Ross ‘RubberNinja’ O’Donovan was one such streamer, who received a donation in exchange for a Whopper promotion while playing Mario Maker 2. However, RubberNinja took the opportunity to call out Burger King live on stream, and to promote their Australian competitor Hungry Jack’s, and so did not make the advert. He has since edited himself into the campaign, calling the marketing “scummy as hell”.
Title: The King of Stream
Client: Burger King
Burger King turned Twitch's donation feature into a marketing campaign.
— Ogilvy (@Ogilvy) August 18, 2020
As well as the ethical concerns about the way this campaign is hijacking streamers in order to promote cheeseburgers, not to mention the power discrepancy between the streamers involved and the billion dollar pull of Burger King, it raises all sorts of legal questions, including those around sponsorships, trademarks, and product placement.

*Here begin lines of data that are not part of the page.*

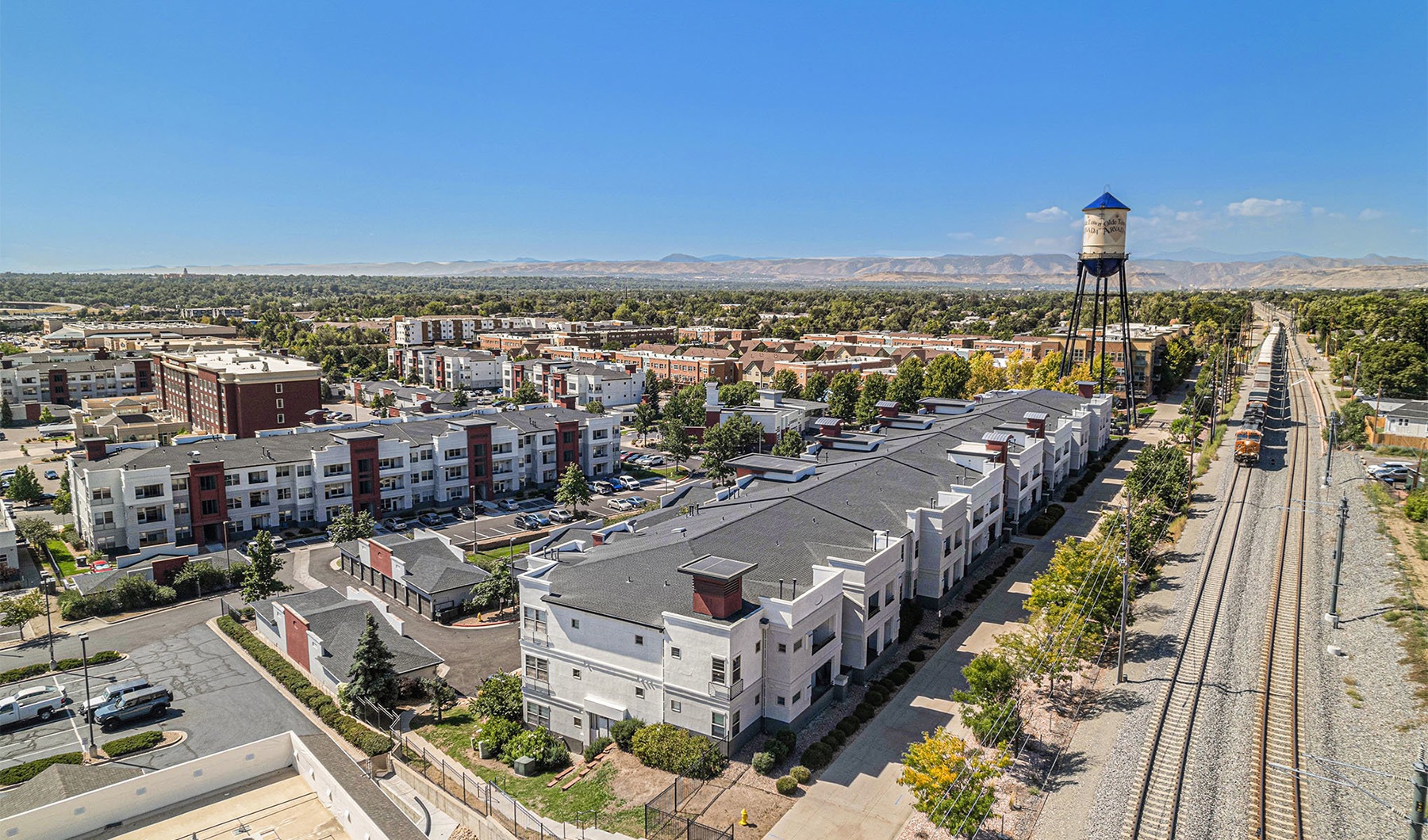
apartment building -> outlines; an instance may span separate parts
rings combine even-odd
[[[614,475],[618,421],[565,408],[470,411],[307,425],[257,438],[156,446],[83,441],[67,456],[74,522],[101,550],[223,543],[317,528],[346,508],[377,516],[550,485],[578,463]]]
[[[1047,481],[1044,428],[1068,429],[1084,463],[1111,401],[945,401],[857,446],[744,456],[734,488],[536,543],[518,576],[526,720],[584,744],[640,717],[724,750],[800,726],[885,660],[900,600],[947,603],[1025,512],[1021,479]]]
[[[286,354],[159,352],[154,378],[163,411],[196,432],[251,438],[323,408],[323,369]]]
[[[501,386],[504,355],[464,347],[393,345],[387,365],[398,379],[416,377],[423,385],[456,391],[494,391]]]

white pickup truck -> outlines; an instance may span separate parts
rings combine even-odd
[[[31,686],[0,699],[0,726],[14,726],[26,720],[49,720],[66,703],[69,692],[63,686]]]

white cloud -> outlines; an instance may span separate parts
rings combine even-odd
[[[1060,221],[1060,220],[1062,220],[1065,217],[1067,217],[1067,211],[1064,211],[1064,210],[1061,210],[1060,207],[1055,207],[1055,205],[1048,207],[1045,210],[1038,210],[1035,212],[1028,212],[1027,214],[1028,220],[1031,220],[1031,221],[1040,221],[1040,222]]]
[[[1302,203],[1288,198],[1245,198],[1231,203],[1227,210],[1230,210],[1230,215],[1279,218],[1299,212],[1302,208]]]

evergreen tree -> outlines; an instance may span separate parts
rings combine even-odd
[[[34,471],[29,465],[21,463],[14,468],[14,475],[10,476],[10,489],[6,491],[6,498],[11,502],[33,502],[44,495],[44,488],[40,486],[40,479],[36,478]]]
[[[397,705],[397,672],[391,667],[391,650],[377,635],[377,619],[367,613],[367,628],[353,650],[353,666],[347,670],[347,697],[366,697],[383,709]]]
[[[248,543],[248,569],[243,575],[243,600],[253,603],[291,589],[277,579],[283,560],[273,550],[273,533],[258,531]]]
[[[578,463],[565,468],[565,475],[560,476],[560,486],[555,488],[555,502],[565,505],[574,512],[580,512],[581,505],[590,503],[590,482],[585,473],[580,472]]]

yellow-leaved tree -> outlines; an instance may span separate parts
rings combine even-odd
[[[1011,756],[991,756],[964,739],[937,727],[902,754],[898,784],[912,792],[917,810],[954,834],[971,834],[992,816],[997,796],[991,780],[1011,764]]]

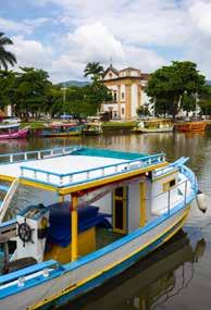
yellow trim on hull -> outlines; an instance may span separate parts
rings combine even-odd
[[[187,207],[187,209],[184,211],[183,215],[177,220],[175,221],[170,227],[167,227],[164,232],[162,232],[159,236],[157,236],[154,239],[150,240],[149,243],[145,244],[144,246],[141,246],[140,248],[138,248],[137,250],[133,251],[132,253],[129,253],[127,257],[124,257],[124,259],[122,260],[119,260],[119,261],[115,261],[114,263],[110,264],[108,268],[103,269],[102,271],[100,272],[97,272],[96,274],[80,281],[78,284],[73,284],[71,285],[71,287],[69,288],[64,288],[61,293],[59,293],[58,295],[54,295],[52,297],[49,297],[49,298],[46,298],[45,300],[38,302],[37,305],[35,306],[32,306],[28,308],[28,310],[35,310],[35,309],[39,309],[40,307],[42,307],[44,305],[52,301],[53,299],[57,299],[67,293],[70,293],[71,290],[74,290],[75,288],[84,285],[85,283],[91,281],[92,278],[99,276],[100,274],[109,271],[110,269],[114,268],[115,265],[122,263],[123,261],[129,259],[131,257],[135,256],[137,252],[141,251],[144,248],[148,247],[150,244],[154,243],[157,239],[161,238],[165,233],[167,233],[167,231],[170,231],[171,228],[173,228],[176,223],[178,223],[179,221],[182,221],[182,223],[178,225],[178,227],[172,232],[166,238],[164,238],[164,240],[162,241],[161,245],[163,245],[164,243],[166,243],[170,238],[172,238],[184,225],[186,219],[187,219],[187,215],[189,213],[189,209],[190,209],[190,206]],[[160,247],[161,245],[159,245],[158,247]],[[55,280],[57,281],[57,280]]]

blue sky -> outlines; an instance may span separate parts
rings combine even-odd
[[[53,82],[83,79],[87,62],[153,72],[190,60],[211,78],[211,1],[8,0],[0,30],[18,64],[41,67]]]

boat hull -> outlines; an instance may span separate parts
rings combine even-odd
[[[79,136],[80,132],[40,134],[41,137],[72,137]]]
[[[182,133],[186,132],[204,132],[207,127],[207,122],[187,122],[187,123],[181,123],[175,124],[175,129]]]
[[[172,133],[173,126],[169,128],[137,128],[134,131],[137,134],[158,134],[158,133]]]
[[[15,133],[0,135],[0,140],[3,140],[3,139],[23,139],[23,138],[26,138],[27,134],[28,134],[28,128],[18,129]]]
[[[103,284],[163,245],[182,228],[188,212],[189,206],[186,206],[176,209],[170,216],[161,215],[153,224],[135,231],[108,249],[64,265],[58,276],[1,299],[2,309],[52,309],[64,305]]]

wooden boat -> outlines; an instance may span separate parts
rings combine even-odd
[[[96,136],[102,134],[102,124],[101,123],[88,123],[83,128],[83,135]]]
[[[28,131],[29,131],[29,127],[20,129],[20,124],[1,124],[0,125],[0,140],[1,139],[26,138]]]
[[[171,133],[173,132],[173,124],[169,120],[150,120],[140,121],[132,131],[136,134],[142,133]]]
[[[175,129],[178,132],[204,132],[207,127],[206,121],[190,121],[175,124]]]
[[[54,123],[41,131],[41,137],[69,137],[82,134],[83,126],[67,123]]]
[[[0,159],[1,179],[12,182],[0,220],[20,186],[59,195],[0,224],[4,310],[52,309],[117,275],[182,228],[198,193],[187,158],[167,163],[163,153],[69,147]]]

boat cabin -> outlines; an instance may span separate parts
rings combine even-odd
[[[37,153],[39,160],[1,166],[7,181],[58,195],[58,202],[28,206],[0,227],[0,238],[16,236],[12,262],[69,263],[111,246],[184,201],[190,187],[164,154],[73,148]],[[30,156],[32,158],[32,156]],[[183,179],[184,178],[184,179]],[[179,188],[178,188],[179,185]],[[14,239],[14,238],[13,238]],[[3,243],[4,244],[4,243]]]

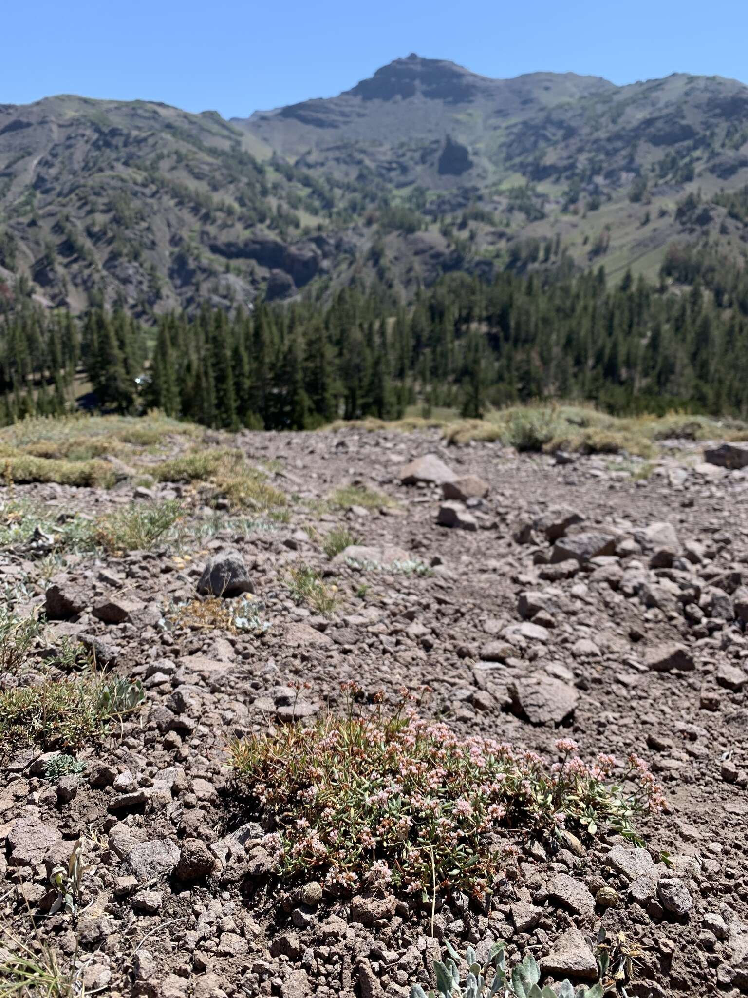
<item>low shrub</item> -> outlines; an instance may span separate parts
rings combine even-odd
[[[17,454],[0,458],[0,471],[6,481],[57,482],[60,485],[82,485],[91,488],[110,488],[117,476],[107,461],[58,461],[47,457]]]
[[[366,718],[349,709],[252,736],[233,746],[231,761],[275,818],[283,874],[318,868],[329,887],[377,876],[430,893],[488,887],[516,831],[551,838],[601,827],[638,841],[632,819],[662,803],[644,763],[602,755],[589,765],[573,742],[557,748],[561,761],[550,763],[492,739],[461,739],[405,703],[386,716],[380,703]]]

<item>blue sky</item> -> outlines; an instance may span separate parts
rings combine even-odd
[[[34,0],[6,4],[1,30],[10,104],[74,93],[245,116],[329,97],[410,52],[494,77],[748,82],[748,0]]]

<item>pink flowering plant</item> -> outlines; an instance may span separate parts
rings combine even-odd
[[[345,692],[352,707],[358,688]],[[404,693],[394,714],[378,697],[366,717],[349,709],[232,746],[241,783],[274,818],[267,844],[282,874],[317,869],[333,891],[482,890],[516,851],[518,833],[548,839],[602,828],[638,842],[632,819],[662,806],[635,756],[588,764],[562,739],[559,760],[549,762],[424,721]]]

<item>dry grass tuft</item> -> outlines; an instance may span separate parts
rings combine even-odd
[[[348,506],[362,506],[364,509],[379,509],[382,506],[396,506],[397,503],[384,492],[369,489],[364,485],[344,485],[336,489],[332,496],[333,506],[346,509]]]
[[[262,634],[270,625],[262,620],[262,604],[251,596],[223,600],[218,596],[177,604],[167,615],[174,628],[190,631],[226,631],[228,634]]]
[[[331,617],[337,606],[334,589],[328,589],[313,568],[294,565],[286,576],[286,585],[295,603],[305,603],[324,617]]]

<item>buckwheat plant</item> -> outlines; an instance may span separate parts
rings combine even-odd
[[[601,984],[587,988],[580,984],[576,988],[568,981],[561,981],[559,990],[544,987],[541,989],[541,968],[535,957],[528,953],[522,963],[510,971],[507,967],[506,943],[495,943],[485,964],[478,962],[476,951],[468,947],[465,954],[465,964],[468,972],[462,981],[460,965],[463,963],[460,954],[446,943],[449,957],[444,961],[434,961],[434,976],[436,991],[429,991],[428,998],[602,998],[604,993]],[[420,984],[414,984],[410,989],[410,998],[427,998],[427,993]]]
[[[588,837],[603,827],[640,841],[632,819],[661,806],[639,759],[587,764],[574,743],[561,740],[561,761],[551,763],[419,718],[407,691],[394,714],[376,695],[366,717],[353,711],[359,688],[344,691],[346,716],[232,746],[240,785],[258,813],[274,818],[265,845],[281,875],[316,868],[333,892],[372,876],[429,896],[479,892],[516,852],[518,835],[548,839],[566,828]]]

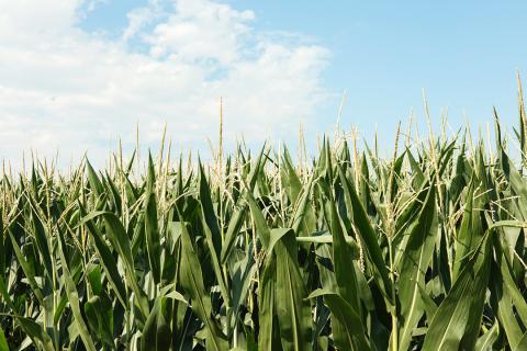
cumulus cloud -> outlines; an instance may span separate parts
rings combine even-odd
[[[295,131],[326,97],[328,50],[256,31],[250,10],[150,0],[109,38],[81,30],[87,3],[0,0],[0,157],[58,149],[102,160],[109,141],[133,145],[137,123],[146,145],[165,123],[175,145],[203,145],[220,97],[227,140],[261,141]]]

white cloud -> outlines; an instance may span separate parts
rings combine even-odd
[[[110,39],[78,26],[83,4],[0,0],[0,157],[59,149],[68,161],[89,150],[100,161],[110,140],[133,145],[137,122],[146,144],[167,122],[175,145],[203,145],[220,97],[226,137],[261,141],[295,131],[325,99],[327,49],[259,33],[251,11],[208,0],[161,10],[150,0]]]

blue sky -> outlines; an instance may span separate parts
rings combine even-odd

— Ross O'Donovan (@RubberNinja) August 20, 2020
There are several stringent rules regarding advertising on Twitch, but this also raises questions around advertising value. It is not typically up to the advertiser to suggest how much the ad space is worth, but up to the content creator and platform itself. While Burger King may claim they have paid for these promotions via donations, this cost is well below the usual rate for an online marketing campaign.
Ogilvy, the advertising agency behind the campaign, has been contacted for comment but has not yet responded. We will update this story if it does so.